Casa Covida is a unique home that blends these age-old construction practices with the marvels of modern technology like 3D printing to elevate sustainable architecture to a new level! Even today, earth-based houses are used by almost 30 percent of the world’s population because they are low-tech, affordable, and simple. These are not just tiny huts, they cover everything from hand-made earthen buildings to traditionally modern homes – the binding factor is the use of rammed earth techniques as well as sustainable materials like bamboo or wood. These materials are local and easy to source – what could be easier than to use the earth beneath one’s own feet? While some people might think these techniques are outdated, many designers and architects are experimenting with them by mixing them up with 3D printing technology.
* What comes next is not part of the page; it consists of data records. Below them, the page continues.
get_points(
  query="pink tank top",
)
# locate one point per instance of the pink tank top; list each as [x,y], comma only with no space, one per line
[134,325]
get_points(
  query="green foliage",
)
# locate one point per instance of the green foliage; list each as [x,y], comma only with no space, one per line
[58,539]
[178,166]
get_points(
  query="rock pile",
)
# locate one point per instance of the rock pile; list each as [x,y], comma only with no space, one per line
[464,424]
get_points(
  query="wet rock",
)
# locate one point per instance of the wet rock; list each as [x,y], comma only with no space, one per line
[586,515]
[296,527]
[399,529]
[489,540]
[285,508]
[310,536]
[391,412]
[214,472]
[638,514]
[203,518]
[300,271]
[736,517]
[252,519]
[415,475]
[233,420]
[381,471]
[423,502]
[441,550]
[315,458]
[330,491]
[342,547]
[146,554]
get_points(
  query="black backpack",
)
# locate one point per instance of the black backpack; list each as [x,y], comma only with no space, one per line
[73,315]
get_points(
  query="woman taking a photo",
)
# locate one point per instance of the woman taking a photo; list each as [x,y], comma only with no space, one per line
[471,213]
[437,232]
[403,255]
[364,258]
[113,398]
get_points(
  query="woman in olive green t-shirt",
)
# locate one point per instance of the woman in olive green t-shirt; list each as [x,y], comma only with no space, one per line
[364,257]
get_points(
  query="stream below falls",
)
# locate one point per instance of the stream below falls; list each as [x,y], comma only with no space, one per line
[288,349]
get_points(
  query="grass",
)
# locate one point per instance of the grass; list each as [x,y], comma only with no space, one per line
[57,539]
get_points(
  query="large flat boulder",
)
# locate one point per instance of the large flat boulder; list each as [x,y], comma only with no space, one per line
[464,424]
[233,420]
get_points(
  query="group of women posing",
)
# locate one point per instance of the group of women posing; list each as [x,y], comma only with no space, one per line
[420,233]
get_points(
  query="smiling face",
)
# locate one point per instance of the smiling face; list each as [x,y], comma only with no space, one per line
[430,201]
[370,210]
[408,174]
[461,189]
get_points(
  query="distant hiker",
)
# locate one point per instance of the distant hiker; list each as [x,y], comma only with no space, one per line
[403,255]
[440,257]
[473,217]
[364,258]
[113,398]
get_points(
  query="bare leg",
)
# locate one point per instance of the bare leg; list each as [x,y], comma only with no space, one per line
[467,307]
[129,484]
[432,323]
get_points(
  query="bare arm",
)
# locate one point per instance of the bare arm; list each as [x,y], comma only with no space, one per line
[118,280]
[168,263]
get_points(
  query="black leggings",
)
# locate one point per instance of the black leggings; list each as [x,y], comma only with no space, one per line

BiodiverCity is one of Bjarke Ingel’s most recent projects, it is a city of three islands connected by autonomous vehicles for land, water, and air to make this a transport emission-free habitat off the coast of Malaysia. Three islands will be built in Penang and will serve as cultural, business, and residential hubs. The most striking thing about the development is that all the transportation on the 4,500 acres will consist of autonomous boats, vehicles, and air travel, making the islands car-free and pedestrian-friendly. Construction is one of the biggest sources of carbon emissions, in fact, even more than the aviation industry. So to reduce the impact on the environment, most buildings will be prefabricated or 3D printed on-site and others will use a combination of bamboo, Malaysian timber, and “green concrete” which is made from recycled materials like aggregate.

Vo Trong Nghia Architects built a 16-meter high bamboo dome for the Vedana Restaurant which floats on an artificial lake. The restaurant is a part of the Vedana Resort, situated in the Cuc Phuong National Park in the Ninh Binh Province of Vietnam. 18-meters wide, the bamboo dome is an imposing and majestic roof, created from 36 bamboo modules. It seems to consist of three thatched ring-shaped structures, but in reality, it is a single structure. The dome is reminiscent of the traditional Vietnamese roofs.

Vo Trong Nghia Architects strike again with their Huong An Vien Visiting Centre which is a part of the Huong An Vien Cemetery. The cemetery is located near the city of Hue in Central Vietnam. Featuring a curved bamboo roof, the structure is a dynamic and open space surrounded by trees, flowers, and greenery. Low-hanging eaves shelter the center from harsh sunlight, rain, and other weather conditions, and at the same time, they also manage to preserve the openness of the space. The center mimics the soft and traditional architecture of the city of Hue, which is located about 10 kilometers away from it.

The Lexus Design Awards announced their winner for the 2020 edition of their award program. The winning project, Open Source Communities by Kenya-based BellTower design, captured the jury’s hearts for being innovative, well-structured, extremely detailed, and having a widespread impact by providing low-income communities with clean water. At the heart of the Open Source Communities is its water resource center – a sustainably built, community-owned structure that helps provide clean water to all residents. The center is made entirely from locally available materials like bamboo and recycled plastic composite bricks, and is entirely prefabricated, allowing for quick on-site assembly. The center’s iconic design comes from its split roof which helps harvest water as well as effectively provides shade and ventilation.